Maybe I just miss grad school. (The people and the atmosphere and the stimulating discussion, not the being poor or the research papers, to be clear. Don’t miss those.)
Not that I want you to think this is one of those books you HAVE to do that for, one of those ones that are so dense the author must have meant them as a litmus test for your intelligence. You can read this book with your brain on autopilot and still enjoy it, if you want to.
On the surface, Kindred is a time-travel story about a young black woman (and sometimes her new, white husband, Kevin as well) being pulled back and forth in time between her home in 1976 America and the home of her antebellum ancestors in 1815. What’s great about this, and what makes it simultaneously such an exciting and nuanced read, is that those ancestors are not all from the slavery side of the equation. In fact, the person Dana is most tied to is young white boy named Rufus, her great-great-great and some more greats after that grandfather. This isn’t a novel about how white people were evil and black people were oppressed. This is a novel about how social systems like slavery (and social systems that support disparate power dynamics) influence and shape the human animal. That how we behave to others is a direct consequence of how we’re brought up to see the world.
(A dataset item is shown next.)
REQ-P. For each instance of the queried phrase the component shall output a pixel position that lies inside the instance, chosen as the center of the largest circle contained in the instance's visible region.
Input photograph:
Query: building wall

What makes it work is that all of that isn’t even the primary concern. Dana and her husband and Rufus (and to a lesser extent, the slave Alice) are the primary concerns. This is their story. But it’s mostly Dana’s, as the contrast between her modern life and the life she has to learn to live in the past threatens to destroy her in a more insidious way than she had been expecting. It’s more than just her life at stake.
I’m not even going to try and parse out all the details and moments that made this book such a rich read for me. It will just overwhelm me. I have a feeling I could write several hundred pages of detailed thoughts and impressions and feelings about this novel if you really let me go, so rather than trying to express them inadequately here, I will stop before I start and simply say, you should read this book. It is perfectly constructed and deceptively simple. It will play on your emotions, and it will make you think. It’s not a thriller, but it will punch you in the face if you want it to.
It will do all of this because Octavia Butler was a really great writer who knew how to tell a story in such a way that it was about something without boxing itself in. It’s about one thing and many things all at once. It’s an intimate character study at the same time as being a novel about humanity.
It’s pretty great is what I’m saying, and I will now be checking out everything Octavia Butler has ever written.